La risposta puntuale di Nicchi – quando si parla di Juve, il capo dell’Aia deve avere attivato le notifiche sul cellulare – va ovviamente nel senso opposto:

“L’arbitraggio di Juve-Atalanta è stato all’altezza. Ciò che non è discutibile è la giustezza dell’applicazione. A Gasperini voglio dire che in Italia non esistono regole diverse che vengono applicate in modo differente.

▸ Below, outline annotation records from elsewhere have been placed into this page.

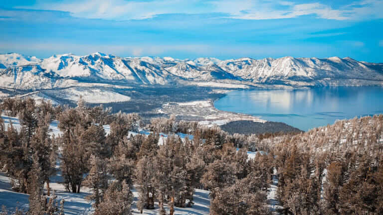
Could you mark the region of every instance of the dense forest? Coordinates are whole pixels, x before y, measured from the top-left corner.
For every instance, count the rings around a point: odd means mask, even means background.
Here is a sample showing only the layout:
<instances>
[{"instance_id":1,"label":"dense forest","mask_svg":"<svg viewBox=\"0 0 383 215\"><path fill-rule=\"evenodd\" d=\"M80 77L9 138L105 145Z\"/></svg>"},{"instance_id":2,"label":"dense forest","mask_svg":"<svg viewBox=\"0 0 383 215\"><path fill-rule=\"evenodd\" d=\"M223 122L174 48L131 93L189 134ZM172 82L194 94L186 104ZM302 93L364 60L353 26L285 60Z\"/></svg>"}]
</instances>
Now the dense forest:
<instances>
[{"instance_id":1,"label":"dense forest","mask_svg":"<svg viewBox=\"0 0 383 215\"><path fill-rule=\"evenodd\" d=\"M231 134L264 134L265 133L298 133L302 131L283 122L250 120L234 121L220 125L221 129Z\"/></svg>"},{"instance_id":2,"label":"dense forest","mask_svg":"<svg viewBox=\"0 0 383 215\"><path fill-rule=\"evenodd\" d=\"M172 215L177 207L193 207L195 189L211 191L211 215L271 214L266 197L273 177L280 214L383 214L382 115L258 135L230 134L171 116L145 125L151 134L133 136L129 132L142 125L139 114L112 114L82 100L73 108L7 99L1 110L16 116L21 128L0 119L0 167L14 179L15 191L29 195L29 209L13 214L63 214L65 203L49 189L57 171L68 192L92 190L86 198L95 215L130 215L133 204L142 213L158 202L161 215ZM61 135L49 135L54 119ZM159 144L160 132L169 135ZM192 138L172 134L177 132ZM248 151L262 153L250 158ZM0 215L6 214L3 207Z\"/></svg>"}]
</instances>

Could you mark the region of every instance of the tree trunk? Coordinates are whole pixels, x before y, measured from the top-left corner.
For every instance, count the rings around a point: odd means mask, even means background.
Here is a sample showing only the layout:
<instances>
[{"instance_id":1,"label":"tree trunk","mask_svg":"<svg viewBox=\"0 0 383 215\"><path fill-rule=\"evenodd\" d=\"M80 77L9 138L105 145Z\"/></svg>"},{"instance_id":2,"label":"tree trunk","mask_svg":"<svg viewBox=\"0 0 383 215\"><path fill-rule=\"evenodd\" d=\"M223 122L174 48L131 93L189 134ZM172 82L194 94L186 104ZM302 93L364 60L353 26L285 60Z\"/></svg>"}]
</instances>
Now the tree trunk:
<instances>
[{"instance_id":1,"label":"tree trunk","mask_svg":"<svg viewBox=\"0 0 383 215\"><path fill-rule=\"evenodd\" d=\"M181 195L181 201L180 204L180 207L181 208L185 207L185 203L186 202L186 196L185 194Z\"/></svg>"},{"instance_id":2,"label":"tree trunk","mask_svg":"<svg viewBox=\"0 0 383 215\"><path fill-rule=\"evenodd\" d=\"M169 208L170 208L169 215L173 215L174 214L174 199L175 196L176 194L174 191L172 191L172 196L170 197L170 205L169 205Z\"/></svg>"},{"instance_id":3,"label":"tree trunk","mask_svg":"<svg viewBox=\"0 0 383 215\"><path fill-rule=\"evenodd\" d=\"M164 195L162 194L160 194L158 197L158 206L161 209L164 208Z\"/></svg>"},{"instance_id":4,"label":"tree trunk","mask_svg":"<svg viewBox=\"0 0 383 215\"><path fill-rule=\"evenodd\" d=\"M149 197L149 189L147 189L146 191L146 209L150 209L150 198Z\"/></svg>"},{"instance_id":5,"label":"tree trunk","mask_svg":"<svg viewBox=\"0 0 383 215\"><path fill-rule=\"evenodd\" d=\"M72 184L71 186L72 186L72 193L76 193L77 190L77 187L76 186L76 184Z\"/></svg>"},{"instance_id":6,"label":"tree trunk","mask_svg":"<svg viewBox=\"0 0 383 215\"><path fill-rule=\"evenodd\" d=\"M49 178L46 180L46 195L50 196L50 188L49 188Z\"/></svg>"},{"instance_id":7,"label":"tree trunk","mask_svg":"<svg viewBox=\"0 0 383 215\"><path fill-rule=\"evenodd\" d=\"M150 208L151 209L154 209L154 195L155 195L156 191L154 189L152 189L153 192L152 193L152 198L150 199Z\"/></svg>"}]
</instances>

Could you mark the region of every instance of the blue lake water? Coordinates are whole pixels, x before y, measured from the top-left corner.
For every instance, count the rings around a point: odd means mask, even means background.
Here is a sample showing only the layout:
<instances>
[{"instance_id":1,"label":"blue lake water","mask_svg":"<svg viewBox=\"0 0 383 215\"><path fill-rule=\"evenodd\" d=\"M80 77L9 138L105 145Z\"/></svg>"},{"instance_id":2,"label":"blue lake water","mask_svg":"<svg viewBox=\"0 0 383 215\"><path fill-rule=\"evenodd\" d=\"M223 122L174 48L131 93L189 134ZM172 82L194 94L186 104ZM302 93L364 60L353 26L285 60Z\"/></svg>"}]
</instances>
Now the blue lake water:
<instances>
[{"instance_id":1,"label":"blue lake water","mask_svg":"<svg viewBox=\"0 0 383 215\"><path fill-rule=\"evenodd\" d=\"M232 91L214 105L307 131L336 119L383 113L383 87L326 87L310 90Z\"/></svg>"}]
</instances>

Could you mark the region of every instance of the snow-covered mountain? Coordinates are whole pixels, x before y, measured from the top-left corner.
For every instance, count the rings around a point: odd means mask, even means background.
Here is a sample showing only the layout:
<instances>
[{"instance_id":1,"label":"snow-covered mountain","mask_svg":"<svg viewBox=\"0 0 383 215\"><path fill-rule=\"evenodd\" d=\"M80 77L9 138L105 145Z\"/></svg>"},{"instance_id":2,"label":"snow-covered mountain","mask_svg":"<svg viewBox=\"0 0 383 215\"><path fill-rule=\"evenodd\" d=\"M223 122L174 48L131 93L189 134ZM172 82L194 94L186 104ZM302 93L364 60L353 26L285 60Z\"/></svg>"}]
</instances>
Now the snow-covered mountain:
<instances>
[{"instance_id":1,"label":"snow-covered mountain","mask_svg":"<svg viewBox=\"0 0 383 215\"><path fill-rule=\"evenodd\" d=\"M123 58L97 52L83 56L53 55L40 59L16 53L0 55L0 87L48 89L90 82L161 85L199 82L250 86L376 85L383 83L383 64L336 57L178 60Z\"/></svg>"}]
</instances>

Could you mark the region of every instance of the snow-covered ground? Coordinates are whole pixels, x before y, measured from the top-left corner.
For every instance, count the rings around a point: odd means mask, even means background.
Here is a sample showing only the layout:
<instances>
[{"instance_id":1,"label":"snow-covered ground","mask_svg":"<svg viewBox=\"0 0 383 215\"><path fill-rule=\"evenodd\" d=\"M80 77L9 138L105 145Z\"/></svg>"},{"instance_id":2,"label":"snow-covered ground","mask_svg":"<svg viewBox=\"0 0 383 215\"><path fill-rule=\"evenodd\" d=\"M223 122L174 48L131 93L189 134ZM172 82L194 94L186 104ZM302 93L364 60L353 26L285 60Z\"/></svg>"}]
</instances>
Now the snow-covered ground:
<instances>
[{"instance_id":1,"label":"snow-covered ground","mask_svg":"<svg viewBox=\"0 0 383 215\"><path fill-rule=\"evenodd\" d=\"M8 125L11 123L16 129L19 130L20 126L18 121L18 119L15 117L7 116L1 115L1 117L4 119L5 128L7 127ZM50 135L54 134L55 136L61 134L61 132L57 127L58 121L57 120L52 121L49 126ZM110 132L110 128L109 125L103 125L103 127L105 130L107 135ZM149 135L152 132L146 130L140 129L139 133ZM129 135L137 135L138 133L134 132L130 132ZM163 144L168 135L164 133L160 133L160 139L159 140L159 144ZM193 136L189 134L185 134L182 133L177 133L177 136L180 136L183 140L186 137L190 139L193 139ZM257 152L247 152L249 158L253 158L257 154L263 154L265 152L261 151ZM57 166L57 168L59 166ZM91 203L84 200L85 197L89 195L91 193L91 190L82 188L81 188L81 193L80 194L72 193L68 192L65 190L64 186L60 184L62 182L60 173L58 171L56 175L51 177L50 178L50 187L56 192L56 195L57 196L57 200L59 202L61 199L65 200L64 212L67 215L88 215L91 214L93 212L93 209L92 208ZM26 209L28 208L28 197L27 194L17 193L11 189L9 183L11 179L7 177L5 173L0 172L0 207L4 205L6 207L7 210L9 211L14 210L16 207L19 209ZM46 185L45 185L46 186ZM275 193L276 190L276 184L274 187L272 187L270 189L270 194L268 196L268 199L271 201L270 207L273 209L276 207L273 202L275 202ZM46 190L45 190L46 191ZM134 190L132 191L134 195L134 202L137 201L138 193ZM210 200L208 197L209 192L202 190L195 190L195 193L194 195L194 204L192 208L175 208L175 215L208 215L209 206L210 205ZM156 203L155 207L156 209L153 210L144 210L144 215L155 215L158 214L159 207L158 203ZM167 206L165 205L165 208L168 210ZM137 207L134 203L132 206L133 210L133 214L139 215L139 212L137 209Z\"/></svg>"},{"instance_id":2,"label":"snow-covered ground","mask_svg":"<svg viewBox=\"0 0 383 215\"><path fill-rule=\"evenodd\" d=\"M14 128L19 130L20 125L17 117L5 115L2 115L1 117L4 119L6 129L8 125L11 123ZM51 122L49 126L50 135L54 134L57 136L61 133L60 130L57 127L58 124L58 121L57 120L53 120ZM107 134L110 132L110 128L109 125L104 125L103 127ZM145 135L149 135L152 133L151 131L142 129L140 129L139 132ZM129 132L130 135L134 135L138 134L138 133L137 132ZM183 139L185 139L186 137L191 139L192 139L193 138L192 135L181 133L178 133L176 135L180 136ZM160 133L160 135L159 144L162 144L168 137L168 135L163 133ZM58 168L58 166L57 166L57 168ZM60 183L60 182L62 182L62 178L59 171L58 171L56 175L51 177L50 179L51 181L49 184L50 187L56 192L56 195L57 196L57 200L59 202L61 199L65 200L64 209L65 214L88 215L93 213L93 209L92 207L91 203L84 199L86 196L91 193L91 190L82 188L81 193L80 194L72 193L66 191L64 186ZM23 208L27 209L29 195L13 191L11 189L10 181L11 179L7 177L5 173L0 172L0 207L4 205L9 211L14 211L16 207L18 207L19 209ZM138 194L135 190L132 191L135 196L134 202L135 203L137 201ZM194 196L194 205L193 207L186 208L176 207L175 215L208 215L208 207L210 205L210 200L208 197L209 193L209 191L196 190ZM144 210L143 214L157 214L159 209L158 203L156 203L155 206L156 208L155 210ZM135 203L132 206L132 208L133 210L133 214L140 214L137 210ZM166 205L165 205L165 209L168 210Z\"/></svg>"},{"instance_id":3,"label":"snow-covered ground","mask_svg":"<svg viewBox=\"0 0 383 215\"><path fill-rule=\"evenodd\" d=\"M28 209L28 198L29 195L17 193L11 189L10 178L6 176L5 173L0 172L0 206L4 205L9 211L14 211L16 207L19 209ZM59 173L55 176L50 178L50 186L56 192L57 199L59 202L64 199L64 213L66 215L90 215L94 210L91 203L85 200L84 198L91 193L87 189L82 188L80 194L73 193L65 191L63 185L58 183L62 182L62 178ZM46 192L46 190L44 190ZM135 203L138 200L138 194L135 189L132 191L134 195L134 202L132 206L134 215L139 215L140 212L137 209ZM175 208L175 215L208 215L210 200L208 195L209 192L202 190L195 190L194 195L194 204L192 208ZM167 205L165 205L165 209L169 211ZM144 209L144 215L158 214L159 211L158 203L155 205L155 209L148 210Z\"/></svg>"},{"instance_id":4,"label":"snow-covered ground","mask_svg":"<svg viewBox=\"0 0 383 215\"><path fill-rule=\"evenodd\" d=\"M264 122L266 120L249 114L228 112L216 109L210 101L199 101L178 104L167 104L158 112L174 114L183 117L195 117L201 125L220 125L233 121L251 120Z\"/></svg>"}]
</instances>

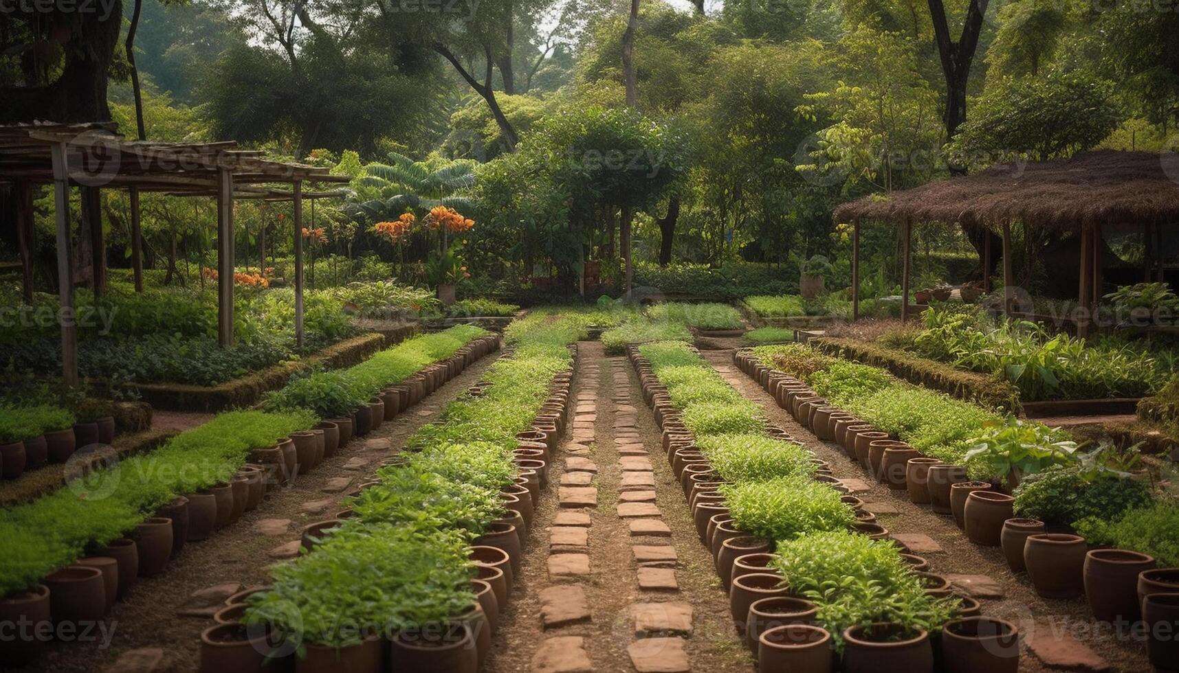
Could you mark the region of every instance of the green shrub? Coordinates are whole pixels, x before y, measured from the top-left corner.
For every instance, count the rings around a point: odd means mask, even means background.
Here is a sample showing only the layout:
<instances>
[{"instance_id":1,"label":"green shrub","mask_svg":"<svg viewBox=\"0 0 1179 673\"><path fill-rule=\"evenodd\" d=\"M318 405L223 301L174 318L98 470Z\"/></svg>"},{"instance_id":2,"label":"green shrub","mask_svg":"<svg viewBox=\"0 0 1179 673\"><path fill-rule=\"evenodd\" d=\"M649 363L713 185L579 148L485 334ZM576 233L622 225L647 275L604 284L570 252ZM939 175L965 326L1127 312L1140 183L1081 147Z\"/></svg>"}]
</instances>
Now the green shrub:
<instances>
[{"instance_id":1,"label":"green shrub","mask_svg":"<svg viewBox=\"0 0 1179 673\"><path fill-rule=\"evenodd\" d=\"M1175 502L1131 509L1114 521L1087 516L1076 522L1076 533L1089 545L1150 554L1160 568L1179 566L1179 504Z\"/></svg>"},{"instance_id":2,"label":"green shrub","mask_svg":"<svg viewBox=\"0 0 1179 673\"><path fill-rule=\"evenodd\" d=\"M778 477L720 487L733 526L765 540L847 530L856 522L839 491L808 476Z\"/></svg>"}]
</instances>

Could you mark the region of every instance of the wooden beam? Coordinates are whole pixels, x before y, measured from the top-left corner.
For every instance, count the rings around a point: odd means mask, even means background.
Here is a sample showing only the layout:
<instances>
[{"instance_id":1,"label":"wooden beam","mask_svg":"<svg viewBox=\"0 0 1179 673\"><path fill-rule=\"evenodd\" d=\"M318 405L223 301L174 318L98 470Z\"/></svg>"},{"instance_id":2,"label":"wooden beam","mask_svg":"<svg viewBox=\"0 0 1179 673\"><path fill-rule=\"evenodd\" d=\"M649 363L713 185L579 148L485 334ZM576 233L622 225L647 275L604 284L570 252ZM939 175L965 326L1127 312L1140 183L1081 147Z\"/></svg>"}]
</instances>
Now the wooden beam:
<instances>
[{"instance_id":1,"label":"wooden beam","mask_svg":"<svg viewBox=\"0 0 1179 673\"><path fill-rule=\"evenodd\" d=\"M78 325L73 310L73 272L70 269L70 161L65 143L54 143L53 211L58 230L58 322L61 324L61 378L70 388L78 385Z\"/></svg>"},{"instance_id":2,"label":"wooden beam","mask_svg":"<svg viewBox=\"0 0 1179 673\"><path fill-rule=\"evenodd\" d=\"M136 292L144 291L144 242L139 217L139 187L131 187L131 265L136 273Z\"/></svg>"},{"instance_id":3,"label":"wooden beam","mask_svg":"<svg viewBox=\"0 0 1179 673\"><path fill-rule=\"evenodd\" d=\"M233 174L217 173L217 341L233 345Z\"/></svg>"},{"instance_id":4,"label":"wooden beam","mask_svg":"<svg viewBox=\"0 0 1179 673\"><path fill-rule=\"evenodd\" d=\"M295 345L303 350L303 183L295 182ZM263 263L265 264L265 263Z\"/></svg>"},{"instance_id":5,"label":"wooden beam","mask_svg":"<svg viewBox=\"0 0 1179 673\"><path fill-rule=\"evenodd\" d=\"M1003 222L1003 312L1012 314L1015 297L1015 268L1012 259L1012 223Z\"/></svg>"},{"instance_id":6,"label":"wooden beam","mask_svg":"<svg viewBox=\"0 0 1179 673\"><path fill-rule=\"evenodd\" d=\"M901 322L909 321L909 278L913 275L913 220L904 220L901 265Z\"/></svg>"},{"instance_id":7,"label":"wooden beam","mask_svg":"<svg viewBox=\"0 0 1179 673\"><path fill-rule=\"evenodd\" d=\"M851 223L851 321L859 319L859 218Z\"/></svg>"}]
</instances>

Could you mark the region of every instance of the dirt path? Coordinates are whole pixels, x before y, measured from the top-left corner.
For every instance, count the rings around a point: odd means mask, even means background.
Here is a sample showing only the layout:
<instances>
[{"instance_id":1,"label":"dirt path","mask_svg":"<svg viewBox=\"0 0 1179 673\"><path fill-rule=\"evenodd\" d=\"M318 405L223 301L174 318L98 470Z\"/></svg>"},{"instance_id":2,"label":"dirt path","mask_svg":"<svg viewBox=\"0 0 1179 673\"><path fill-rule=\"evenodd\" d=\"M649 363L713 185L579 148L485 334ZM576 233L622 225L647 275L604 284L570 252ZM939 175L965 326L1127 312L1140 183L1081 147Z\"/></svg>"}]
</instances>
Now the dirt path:
<instances>
[{"instance_id":1,"label":"dirt path","mask_svg":"<svg viewBox=\"0 0 1179 673\"><path fill-rule=\"evenodd\" d=\"M917 534L923 548L914 553L924 556L930 572L938 575L974 576L974 598L983 613L1015 622L1025 635L1020 671L1056 669L1150 671L1145 641L1118 636L1108 625L1089 619L1085 599L1046 600L1036 595L1026 575L1015 575L1007 567L1002 550L970 542L949 516L934 514L926 506L914 504L908 491L890 490L869 477L835 443L823 442L795 422L773 397L732 363L732 351L704 351L713 367L742 395L765 408L770 422L785 428L821 458L831 463L835 476L845 481L864 508L877 515L893 534ZM909 541L907 540L907 543ZM951 579L953 580L953 579ZM963 583L956 582L960 590Z\"/></svg>"},{"instance_id":2,"label":"dirt path","mask_svg":"<svg viewBox=\"0 0 1179 673\"><path fill-rule=\"evenodd\" d=\"M265 582L270 565L297 552L304 526L329 519L338 510L336 503L344 497L344 490L376 471L377 463L403 448L413 431L436 420L446 403L474 383L495 357L494 354L483 357L376 431L341 447L290 488L269 494L262 506L232 526L204 542L185 545L163 574L140 578L131 595L116 603L110 613L107 621L113 638L108 647L101 642L53 642L40 661L21 671L125 673L139 669L131 668L131 656L137 654L147 661L159 658L156 668L144 669L196 671L200 632L213 622L210 618L178 614L190 603L203 602L190 596L212 587L222 588L211 592L219 595L232 587ZM146 651L134 652L138 649ZM124 654L129 658L120 660Z\"/></svg>"},{"instance_id":3,"label":"dirt path","mask_svg":"<svg viewBox=\"0 0 1179 673\"><path fill-rule=\"evenodd\" d=\"M556 497L486 669L751 671L630 363L582 342L575 381Z\"/></svg>"}]
</instances>

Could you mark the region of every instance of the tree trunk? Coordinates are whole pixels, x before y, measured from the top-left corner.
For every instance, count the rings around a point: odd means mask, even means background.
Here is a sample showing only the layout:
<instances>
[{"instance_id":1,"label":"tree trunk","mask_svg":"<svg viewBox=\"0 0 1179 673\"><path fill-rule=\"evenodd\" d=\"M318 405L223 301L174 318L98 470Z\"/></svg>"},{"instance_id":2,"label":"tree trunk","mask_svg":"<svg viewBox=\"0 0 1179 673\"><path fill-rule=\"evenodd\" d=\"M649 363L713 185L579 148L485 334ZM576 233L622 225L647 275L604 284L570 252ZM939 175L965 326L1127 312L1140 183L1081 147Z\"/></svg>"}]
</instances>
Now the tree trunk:
<instances>
[{"instance_id":1,"label":"tree trunk","mask_svg":"<svg viewBox=\"0 0 1179 673\"><path fill-rule=\"evenodd\" d=\"M667 202L667 217L659 218L659 233L663 235L659 240L660 266L671 264L671 249L676 237L676 223L679 220L679 197L671 197L671 200Z\"/></svg>"}]
</instances>

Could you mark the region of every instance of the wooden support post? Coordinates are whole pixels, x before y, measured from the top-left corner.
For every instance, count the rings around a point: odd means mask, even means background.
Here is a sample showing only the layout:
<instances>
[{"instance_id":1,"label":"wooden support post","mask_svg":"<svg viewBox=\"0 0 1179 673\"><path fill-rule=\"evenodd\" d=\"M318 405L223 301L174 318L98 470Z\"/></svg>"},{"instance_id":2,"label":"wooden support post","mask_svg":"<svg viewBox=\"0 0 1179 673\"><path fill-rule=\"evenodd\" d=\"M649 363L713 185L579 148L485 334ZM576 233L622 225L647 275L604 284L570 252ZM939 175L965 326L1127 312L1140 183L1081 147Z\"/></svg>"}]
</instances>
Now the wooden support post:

Non siamo un paese a sé stante con un regolamento a suo piacimento. Né tantomeno è vero che qui si danno rigori in modo spropositatamente diverso dagli altri paesi”.

Nicchi è lo stesso che facendosi ufficio stampa Juve rispose a muso duro a Commisso, quando il patron della Fiorentina definì “porcherie” due rigori concessi ai bianconeri: “Sono gli arbitri ad essere disgustati”. Come vi permettete di insinuare, marrani?

Per dirvi del caos, nel pomeriggio i tifosi bianconeri avevano incendiato i social all’annullamento (assurdo) del gol del vantaggio del Sassuolo sulla Lazio: “è uno schifo, vogliono favorire la Lazio”. Giusto 3-4 ore prima della doppietta arbitrale a favore della Juve. Botta e risposta, una poltiglia di posizioni contrastanti prodotta, di nuovo, dall’applicazione supponente di regole sbagliate da parte di arbitri scarsi.

Non è più solo il fallo di mani in area – che presuppone la nascita di una nuova razza di giocatori simil-bigliardino, senza braccia – o la sacralità del trattamento “speciale” riservato alla Juve, ora la questione è il trauma che il calcio (italiano) si è auto-procurato, come scrive Angelo Carotenuto sul Corriere dello Sport. Figlio di “un gigantesco malinteso che pretende si possano fissare criteri di oggettività per un gesto nel quale è decisiva la volontarietà. Per inseguire questa utopia, nelle aree di rigore il calcio ha inflitto a se stesso un trauma. Ha scoperto che l’applicazione di una regola non era più sinonimo di giustizia. Ha ingoiato con un episodio dietro l’altro una presunta oggettività a volte grottesca, raggiungendo il risultato di una perdita di credibilità per gli arbitri, per la Var, per il sistema”.

Nel mentre la categoria arbitrale si dedica con un certo profitto all’arte dell’autoassoluzione, assistiamo ad un miracolo: la catastrofe regolamentare ha ingoiato pure il primato Juve e la relativa elaborazione del lutto. 14 anni dopo Calciopoli, è un problema di tutti.